Meanwhile, the research team at OIR have also kept their "hold" call at an unchanged fair value (fv) of $1.14.
The team notes that Suntec REIT's DPU increase to 1.563 cents was its "first positive y-o-y DPU growth since 1HFY2022."
"Results were in-line with our expectations as 1QFY2025 DPU formed 24.9% of our FY2025 forecast," adds the team.
On the REIT's moderating rent reversions in Singapore, the team writes: "While office tenants have not indicated intentions to downsize, there is generally a more cautious mood and this could delay decision making on signings."
Presently, Suntec REIT's balance sheet remains stretched, as its aggregate leverage ratio increased from 42.4% as at Dec 31, 2024 to 43.4% in the latest period.
The team notes that 65% of its borrowings have been hedged, which was higher by 7 percentage points q-o-q.
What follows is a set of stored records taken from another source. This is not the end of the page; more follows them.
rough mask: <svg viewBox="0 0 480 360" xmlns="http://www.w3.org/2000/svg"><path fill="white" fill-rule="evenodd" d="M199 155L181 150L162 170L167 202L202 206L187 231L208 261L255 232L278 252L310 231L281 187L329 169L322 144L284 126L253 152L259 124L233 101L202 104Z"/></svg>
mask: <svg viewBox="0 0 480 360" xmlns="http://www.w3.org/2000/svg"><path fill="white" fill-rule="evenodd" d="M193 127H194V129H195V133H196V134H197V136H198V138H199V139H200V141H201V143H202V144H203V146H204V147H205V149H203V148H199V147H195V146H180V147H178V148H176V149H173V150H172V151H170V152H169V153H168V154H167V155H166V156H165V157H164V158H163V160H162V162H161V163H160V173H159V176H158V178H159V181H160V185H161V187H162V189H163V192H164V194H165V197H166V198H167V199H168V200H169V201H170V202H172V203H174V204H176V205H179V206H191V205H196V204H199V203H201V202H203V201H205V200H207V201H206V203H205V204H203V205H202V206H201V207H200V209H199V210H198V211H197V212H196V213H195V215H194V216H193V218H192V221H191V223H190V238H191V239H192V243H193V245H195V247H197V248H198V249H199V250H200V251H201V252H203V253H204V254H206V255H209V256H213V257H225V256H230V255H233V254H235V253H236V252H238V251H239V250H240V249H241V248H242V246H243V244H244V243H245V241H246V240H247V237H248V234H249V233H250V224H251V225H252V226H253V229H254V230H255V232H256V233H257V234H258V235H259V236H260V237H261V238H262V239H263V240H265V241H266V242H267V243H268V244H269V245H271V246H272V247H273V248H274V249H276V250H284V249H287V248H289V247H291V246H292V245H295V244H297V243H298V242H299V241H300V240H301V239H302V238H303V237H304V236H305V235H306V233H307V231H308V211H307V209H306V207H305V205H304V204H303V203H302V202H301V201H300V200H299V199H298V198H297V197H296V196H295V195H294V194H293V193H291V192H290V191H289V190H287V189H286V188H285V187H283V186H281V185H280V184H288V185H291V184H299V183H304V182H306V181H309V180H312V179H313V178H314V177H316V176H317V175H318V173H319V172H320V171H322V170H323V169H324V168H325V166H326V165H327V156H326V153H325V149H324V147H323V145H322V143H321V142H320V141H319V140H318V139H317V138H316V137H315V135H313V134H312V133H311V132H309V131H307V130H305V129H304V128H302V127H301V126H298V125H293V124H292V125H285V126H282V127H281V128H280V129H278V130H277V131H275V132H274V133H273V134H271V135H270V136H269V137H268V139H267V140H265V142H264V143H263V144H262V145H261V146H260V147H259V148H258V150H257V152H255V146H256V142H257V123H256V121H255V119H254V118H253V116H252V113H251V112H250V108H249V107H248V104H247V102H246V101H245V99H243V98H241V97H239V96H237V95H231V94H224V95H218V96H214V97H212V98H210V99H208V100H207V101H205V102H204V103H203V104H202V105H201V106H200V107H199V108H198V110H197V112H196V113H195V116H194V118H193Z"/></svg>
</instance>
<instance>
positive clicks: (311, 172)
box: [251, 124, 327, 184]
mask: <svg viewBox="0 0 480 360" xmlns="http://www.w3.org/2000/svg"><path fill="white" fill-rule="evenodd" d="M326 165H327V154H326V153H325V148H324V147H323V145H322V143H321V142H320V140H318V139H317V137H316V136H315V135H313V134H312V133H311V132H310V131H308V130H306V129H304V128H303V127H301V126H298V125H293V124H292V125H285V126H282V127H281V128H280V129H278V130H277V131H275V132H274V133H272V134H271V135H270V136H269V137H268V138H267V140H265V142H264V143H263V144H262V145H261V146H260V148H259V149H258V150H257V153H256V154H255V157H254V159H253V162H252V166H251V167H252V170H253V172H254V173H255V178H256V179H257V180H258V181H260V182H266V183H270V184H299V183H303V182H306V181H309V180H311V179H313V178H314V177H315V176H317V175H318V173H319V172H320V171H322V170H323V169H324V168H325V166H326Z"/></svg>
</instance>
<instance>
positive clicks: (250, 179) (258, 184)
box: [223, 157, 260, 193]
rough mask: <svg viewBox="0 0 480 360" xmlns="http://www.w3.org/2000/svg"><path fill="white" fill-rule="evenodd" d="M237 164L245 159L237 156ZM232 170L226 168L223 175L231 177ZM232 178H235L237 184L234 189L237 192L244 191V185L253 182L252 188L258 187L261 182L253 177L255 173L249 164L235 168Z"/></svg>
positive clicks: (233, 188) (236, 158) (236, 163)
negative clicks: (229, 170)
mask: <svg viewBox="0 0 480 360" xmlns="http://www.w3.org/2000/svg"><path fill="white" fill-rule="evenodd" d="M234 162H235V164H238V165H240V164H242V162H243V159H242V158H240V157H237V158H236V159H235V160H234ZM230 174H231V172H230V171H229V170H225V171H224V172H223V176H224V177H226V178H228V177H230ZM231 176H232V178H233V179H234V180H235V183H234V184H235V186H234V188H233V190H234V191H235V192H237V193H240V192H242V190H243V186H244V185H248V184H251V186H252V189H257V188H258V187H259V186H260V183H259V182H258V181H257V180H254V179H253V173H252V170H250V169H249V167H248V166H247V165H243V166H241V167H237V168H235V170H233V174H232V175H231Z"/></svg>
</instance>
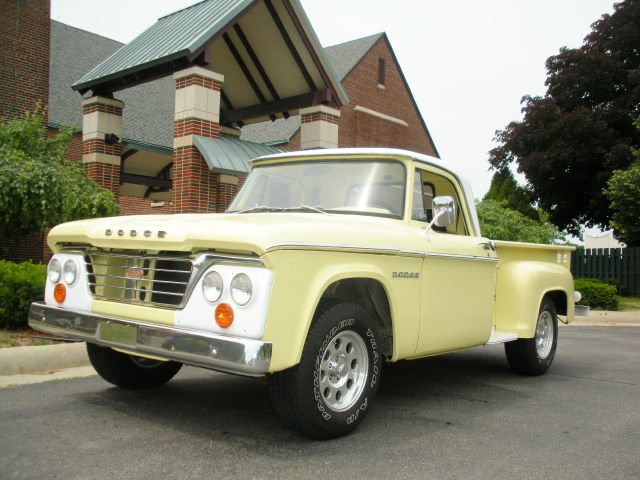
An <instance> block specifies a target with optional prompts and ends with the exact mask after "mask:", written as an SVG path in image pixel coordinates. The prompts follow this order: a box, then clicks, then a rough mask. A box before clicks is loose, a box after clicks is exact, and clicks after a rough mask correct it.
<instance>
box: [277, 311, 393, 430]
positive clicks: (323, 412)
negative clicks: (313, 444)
mask: <svg viewBox="0 0 640 480" xmlns="http://www.w3.org/2000/svg"><path fill="white" fill-rule="evenodd" d="M380 345H381V343H380V339H379V337H378V332H377V330H376V328H375V323H374V322H373V321H372V320H371V319H370V317H369V314H368V313H367V312H366V311H365V310H364V309H363V308H362V307H360V306H359V305H357V304H354V303H348V302H343V303H331V304H325V306H324V307H323V308H321V309H320V312H319V314H318V315H317V316H316V318H315V320H314V322H313V325H312V326H311V328H310V330H309V334H308V335H307V339H306V342H305V346H304V350H303V352H302V358H301V360H300V363H299V364H298V365H297V366H296V367H294V368H290V369H288V370H285V371H283V372H278V373H275V374H272V375H270V377H269V394H270V397H271V403H272V405H273V408H274V410H275V412H276V414H277V415H278V416H279V417H280V418H281V419H282V421H283V422H284V423H285V424H286V425H287V426H288V427H289V428H292V429H294V430H297V431H298V432H300V433H302V434H303V435H307V436H309V437H313V438H319V439H327V438H335V437H339V436H342V435H345V434H347V433H349V432H351V431H352V430H354V429H355V428H356V427H357V426H358V425H359V424H360V422H361V421H362V419H363V418H364V417H365V415H366V413H367V412H368V411H369V410H370V409H371V406H372V404H373V401H374V398H375V395H376V391H377V390H378V385H379V384H380V373H381V362H382V354H381V352H380Z"/></svg>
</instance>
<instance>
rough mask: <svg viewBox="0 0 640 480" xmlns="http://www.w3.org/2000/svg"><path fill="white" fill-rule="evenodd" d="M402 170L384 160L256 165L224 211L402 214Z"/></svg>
mask: <svg viewBox="0 0 640 480" xmlns="http://www.w3.org/2000/svg"><path fill="white" fill-rule="evenodd" d="M405 183H406V171H405V167H404V165H403V164H402V163H400V162H396V161H385V160H371V159H366V160H337V161H321V162H320V161H318V162H309V161H304V162H299V163H288V164H277V165H270V166H261V167H257V168H255V169H254V170H253V171H252V172H251V173H250V174H249V176H248V177H247V180H246V182H245V184H244V186H243V187H242V189H241V190H240V192H238V195H237V196H236V198H235V200H234V201H233V203H232V204H231V206H230V207H229V209H228V210H227V211H228V212H237V213H241V212H244V213H249V212H261V211H274V212H277V211H293V210H300V211H305V212H310V213H314V212H316V213H318V212H320V213H322V212H331V213H349V214H360V215H376V216H384V217H392V218H402V216H403V212H404V197H405V195H404V192H405Z"/></svg>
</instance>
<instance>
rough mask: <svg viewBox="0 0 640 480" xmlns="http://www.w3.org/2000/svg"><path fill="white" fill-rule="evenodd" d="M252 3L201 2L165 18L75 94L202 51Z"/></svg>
mask: <svg viewBox="0 0 640 480" xmlns="http://www.w3.org/2000/svg"><path fill="white" fill-rule="evenodd" d="M253 3H255V0H204V1H202V2H199V3H196V4H195V5H192V6H190V7H187V8H185V9H183V10H179V11H178V12H175V13H172V14H170V15H166V16H164V17H161V18H159V19H158V21H157V22H156V23H155V24H154V25H152V26H151V27H150V28H148V29H147V30H145V31H144V32H142V33H141V34H140V35H139V36H138V37H136V38H135V39H133V40H132V41H131V42H129V43H128V44H126V45H125V46H123V47H122V48H121V49H119V50H118V51H116V52H115V53H114V54H113V55H111V56H110V57H109V58H108V59H106V60H105V61H104V62H102V63H101V64H100V65H98V66H97V67H95V68H94V69H93V70H91V71H90V72H89V73H87V74H85V75H84V76H83V77H82V78H81V79H80V80H78V81H77V82H76V83H75V84H74V85H73V89H74V90H85V89H88V88H91V87H92V86H94V85H95V84H96V83H98V81H99V82H100V83H102V82H105V81H108V80H110V79H114V78H118V77H119V76H122V75H125V74H130V73H134V72H137V71H140V70H144V69H148V68H151V67H153V66H156V65H159V64H162V63H166V62H170V61H171V60H173V59H177V58H181V57H184V56H185V55H189V54H191V53H194V52H195V51H196V50H198V49H199V48H201V47H202V46H203V45H204V44H205V43H206V42H207V41H208V40H210V39H211V38H212V37H213V36H214V35H215V34H216V33H218V32H219V31H221V30H222V29H224V27H226V26H227V25H228V24H229V23H231V22H232V21H233V19H234V18H235V17H237V16H238V15H239V14H240V13H242V12H243V11H244V10H245V9H246V8H248V7H249V6H250V5H252V4H253Z"/></svg>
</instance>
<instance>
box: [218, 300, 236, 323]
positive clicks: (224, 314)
mask: <svg viewBox="0 0 640 480" xmlns="http://www.w3.org/2000/svg"><path fill="white" fill-rule="evenodd" d="M216 323H217V324H218V325H219V326H220V327H222V328H229V327H230V326H231V324H232V323H233V308H231V305H229V304H228V303H221V304H220V305H218V306H217V307H216Z"/></svg>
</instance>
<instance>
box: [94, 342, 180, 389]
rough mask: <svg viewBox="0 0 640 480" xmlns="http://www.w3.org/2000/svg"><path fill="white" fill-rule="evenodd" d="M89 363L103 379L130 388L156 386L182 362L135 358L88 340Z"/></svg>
mask: <svg viewBox="0 0 640 480" xmlns="http://www.w3.org/2000/svg"><path fill="white" fill-rule="evenodd" d="M87 354H88V355H89V360H90V361H91V365H93V368H95V369H96V372H98V375H100V376H101V377H102V378H103V379H104V380H106V381H107V382H109V383H112V384H114V385H116V386H118V387H122V388H126V389H130V390H143V389H149V388H157V387H160V386H162V385H164V384H165V383H167V382H168V381H169V380H171V379H172V378H173V377H174V376H175V374H176V373H178V371H179V370H180V368H181V367H182V364H181V363H177V362H163V361H160V360H151V359H147V358H143V357H135V356H133V355H127V354H126V353H120V352H117V351H115V350H113V349H111V348H108V347H100V346H98V345H95V344H93V343H87Z"/></svg>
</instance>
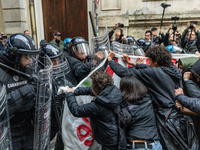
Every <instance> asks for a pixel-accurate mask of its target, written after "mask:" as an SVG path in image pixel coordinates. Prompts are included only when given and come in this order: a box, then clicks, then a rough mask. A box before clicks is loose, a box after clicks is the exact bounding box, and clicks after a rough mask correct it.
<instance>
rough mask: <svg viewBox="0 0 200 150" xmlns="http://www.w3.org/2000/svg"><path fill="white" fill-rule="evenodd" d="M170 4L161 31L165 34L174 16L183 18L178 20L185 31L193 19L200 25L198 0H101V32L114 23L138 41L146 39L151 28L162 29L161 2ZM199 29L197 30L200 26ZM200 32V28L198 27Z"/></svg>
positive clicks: (111, 27)
mask: <svg viewBox="0 0 200 150" xmlns="http://www.w3.org/2000/svg"><path fill="white" fill-rule="evenodd" d="M163 2H165V3H167V4H171V7H168V8H166V11H165V16H164V22H163V28H162V31H163V32H164V33H165V32H166V31H167V29H168V26H169V25H170V24H173V21H172V20H171V17H174V16H177V17H180V20H179V21H177V26H178V30H179V31H181V32H183V30H184V29H185V28H186V24H187V22H188V21H190V20H197V21H199V24H200V16H199V14H200V1H199V0H190V1H188V0H168V1H167V0H166V1H160V0H109V1H108V0H100V5H99V7H98V14H99V33H100V35H101V34H102V33H103V32H104V26H105V25H107V26H108V28H109V30H111V29H112V28H113V26H114V25H115V23H118V22H120V23H123V24H124V25H125V27H124V34H125V35H131V36H134V37H135V38H136V39H138V38H141V37H144V32H145V31H146V30H150V29H151V27H153V26H154V27H157V28H159V27H160V21H161V17H162V13H163V8H162V7H161V6H160V4H161V3H163ZM197 28H198V27H197ZM199 29H200V28H199Z"/></svg>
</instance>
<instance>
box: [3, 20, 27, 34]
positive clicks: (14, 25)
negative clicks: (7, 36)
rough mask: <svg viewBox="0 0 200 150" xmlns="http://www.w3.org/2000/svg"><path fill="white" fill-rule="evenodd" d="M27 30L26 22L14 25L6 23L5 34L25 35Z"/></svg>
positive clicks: (11, 23)
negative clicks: (5, 33) (19, 33)
mask: <svg viewBox="0 0 200 150" xmlns="http://www.w3.org/2000/svg"><path fill="white" fill-rule="evenodd" d="M26 29H27V24H26V23H25V22H14V23H5V33H6V34H8V35H10V34H15V33H23V32H24V30H26Z"/></svg>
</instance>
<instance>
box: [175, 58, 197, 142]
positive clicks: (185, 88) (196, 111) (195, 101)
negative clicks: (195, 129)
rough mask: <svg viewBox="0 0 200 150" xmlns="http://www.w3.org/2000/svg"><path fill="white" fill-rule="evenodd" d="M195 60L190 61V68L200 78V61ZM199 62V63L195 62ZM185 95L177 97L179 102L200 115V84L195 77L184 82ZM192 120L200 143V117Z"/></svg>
mask: <svg viewBox="0 0 200 150" xmlns="http://www.w3.org/2000/svg"><path fill="white" fill-rule="evenodd" d="M191 58H193V60H190V63H192V65H193V66H192V68H191V67H190V71H192V73H193V74H195V75H196V76H197V77H200V72H199V67H200V61H199V60H198V58H194V57H191ZM195 60H198V61H195ZM182 66H183V67H184V63H183V62H182ZM184 94H185V95H186V96H188V97H186V96H184V95H183V96H181V95H180V96H178V97H176V99H177V100H180V103H181V104H182V105H183V106H185V107H186V108H188V109H190V110H191V111H194V112H196V113H198V114H199V112H200V109H199V105H200V101H199V98H200V83H199V82H197V81H196V78H195V77H193V78H192V79H191V80H186V81H184ZM191 118H192V119H193V121H194V126H195V129H196V132H197V136H198V138H199V143H200V129H199V127H200V116H191Z"/></svg>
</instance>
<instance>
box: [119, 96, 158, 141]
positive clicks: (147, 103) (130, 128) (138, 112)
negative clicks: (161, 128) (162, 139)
mask: <svg viewBox="0 0 200 150" xmlns="http://www.w3.org/2000/svg"><path fill="white" fill-rule="evenodd" d="M151 100H152V98H151V96H150V95H149V94H148V93H147V94H146V95H145V96H144V97H143V99H142V100H140V101H136V102H134V103H130V102H127V101H126V102H123V103H122V104H121V107H122V108H126V107H128V106H129V107H130V106H133V105H134V106H135V107H134V108H133V109H131V110H130V113H131V116H132V121H131V123H130V124H129V126H128V127H127V128H126V138H127V140H140V139H143V140H152V141H153V140H158V139H159V136H158V130H157V126H156V118H155V114H154V109H153V105H152V101H151Z"/></svg>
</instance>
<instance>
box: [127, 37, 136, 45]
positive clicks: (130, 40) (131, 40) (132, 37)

Its all-in financing cost dipped slightly by 10 bps q-o-q to 3.96%, and its interest coverage ratio stood at 1.9 times.
Potential catalysts highlighted by the OIR team include stronger-than-expected recovery in office and retail rents, DPU-accretive acquisitions and finally, better-than-expected momentum in footfall and tenants' sales for Suntec City Mall.
On the other hand, one main investment risk is the non-renewal of leases by key tenants.
As at 4.09 pm, units in Suntec REIT are trading 1 cent higher or 0.88% up at $1.15.